The holiday is here and even at this early hour, I’m already enjoying it. I’ve got a few chores to do today, but they are things I enjoy doing. Creativity is what I enjoy and I have to build a few things down at the Senior Thrift Store; a fitting room, handrails for the stairs and a planter box for the front of the store. And I need to get some previous projects (around here) finished as well. I have a feeling that this early morning cooling will help to make it a pleasant day to get some work done.
Labor Day; a great holiday, but few remember what it’s supposed to honor. But isn’t that true of all holidays? Is there any one holiday that has the power to hold us enthralled for an entire day? For more than one hour? We may remember the reason for the holiday when we first wake and make note of the fact that we don’t have to work that day, but that’s usually the extent of it. Merchants and politicians are the true beneficiaries of holidays.
I suppose it’s the holiday that has me thinking of work and the fact that I don’t work anymore. And the more I think about it, the more I see how complicated a subject it is. For instance; how many of us work, or worked, at a job we loved? I can’t imagine it being more than 10% of the working population.
I had half a dozen jobs before I found the one that suited me, and that was construction. It was also the one job that my father warned me to avoid.
Construction suited my personality type. I could be creative and I was in charge. Usually. Very early in my career I became a foreman and then a superintendent and it was all because I would make decisions. Those who are really in charge, the “suits”, love decision makers! The decision maker gets to make the mistakes and is punished while the “suit” says, “I told you so!” No, it’s not really that simple; but I do remember that many of the people I worked for were always looking for the one worker that would make a decision quickly. And so it was that I would often be free to run a job the way I wanted. In fact, the only painful memories I have of my time in construction are of those times when I was supposed to be in charge but had to deal instead with some micro-managing “suit”.
Yes, that’s the way construction used to be…workers versus the “suits”. There was a certain “pirate” mentality in construction work then. We obeyed the rules we wanted to and ignored all of the others.
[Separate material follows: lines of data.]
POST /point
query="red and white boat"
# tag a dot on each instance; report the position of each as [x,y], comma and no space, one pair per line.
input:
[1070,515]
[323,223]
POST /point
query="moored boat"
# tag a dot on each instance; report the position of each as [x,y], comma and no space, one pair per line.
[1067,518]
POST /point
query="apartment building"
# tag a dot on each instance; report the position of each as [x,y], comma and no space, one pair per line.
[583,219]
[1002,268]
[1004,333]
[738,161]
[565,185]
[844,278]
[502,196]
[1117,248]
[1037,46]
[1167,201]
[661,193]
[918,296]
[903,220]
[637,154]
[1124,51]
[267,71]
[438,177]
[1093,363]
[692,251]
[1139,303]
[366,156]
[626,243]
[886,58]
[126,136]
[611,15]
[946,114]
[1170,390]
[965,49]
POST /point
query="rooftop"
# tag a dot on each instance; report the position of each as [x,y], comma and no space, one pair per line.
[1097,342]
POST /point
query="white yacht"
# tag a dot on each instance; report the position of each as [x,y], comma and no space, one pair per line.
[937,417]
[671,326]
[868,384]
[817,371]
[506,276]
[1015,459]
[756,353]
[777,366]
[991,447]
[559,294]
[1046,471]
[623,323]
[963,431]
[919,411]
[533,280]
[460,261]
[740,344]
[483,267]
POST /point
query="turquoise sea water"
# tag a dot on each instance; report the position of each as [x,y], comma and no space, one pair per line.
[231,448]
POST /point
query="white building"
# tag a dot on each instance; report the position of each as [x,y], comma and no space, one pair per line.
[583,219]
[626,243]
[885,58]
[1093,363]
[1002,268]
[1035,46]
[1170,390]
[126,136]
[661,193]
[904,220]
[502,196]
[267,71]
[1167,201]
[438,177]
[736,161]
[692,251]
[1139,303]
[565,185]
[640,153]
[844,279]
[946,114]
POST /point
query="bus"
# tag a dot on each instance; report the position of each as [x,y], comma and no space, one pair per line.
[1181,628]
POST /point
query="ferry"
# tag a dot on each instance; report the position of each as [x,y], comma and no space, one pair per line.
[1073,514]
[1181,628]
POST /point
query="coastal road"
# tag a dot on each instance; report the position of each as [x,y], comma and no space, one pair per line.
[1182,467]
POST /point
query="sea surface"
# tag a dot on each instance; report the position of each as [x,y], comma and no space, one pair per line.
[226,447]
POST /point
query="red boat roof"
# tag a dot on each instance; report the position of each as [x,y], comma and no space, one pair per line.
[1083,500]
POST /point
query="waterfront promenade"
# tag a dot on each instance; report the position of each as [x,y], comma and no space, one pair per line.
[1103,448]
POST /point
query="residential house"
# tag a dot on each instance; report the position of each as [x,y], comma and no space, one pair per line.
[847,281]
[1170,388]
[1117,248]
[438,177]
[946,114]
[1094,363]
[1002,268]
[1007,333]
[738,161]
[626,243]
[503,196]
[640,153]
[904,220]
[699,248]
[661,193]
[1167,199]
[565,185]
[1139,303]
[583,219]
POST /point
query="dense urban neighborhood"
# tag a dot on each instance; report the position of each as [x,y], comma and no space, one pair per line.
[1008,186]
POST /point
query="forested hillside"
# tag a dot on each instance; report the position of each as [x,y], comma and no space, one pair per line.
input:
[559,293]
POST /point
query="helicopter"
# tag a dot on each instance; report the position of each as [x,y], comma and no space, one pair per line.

We were hardhat workers. We performed a dangerous job. In fact it was the danger that made the days work so much fun! I have to admit that I looked forward to the days when I knew we would be doing something both monumental and dangerous. Stuff that bank tellers and clerks would fear doing…we reveled in our persona as hardhat workers. When we were standing on the edge of the building, 30 floors up and directing a crane to swing this way or that, we knew that people were watching and envying us. Were they really? Or was that simply wishful thinking?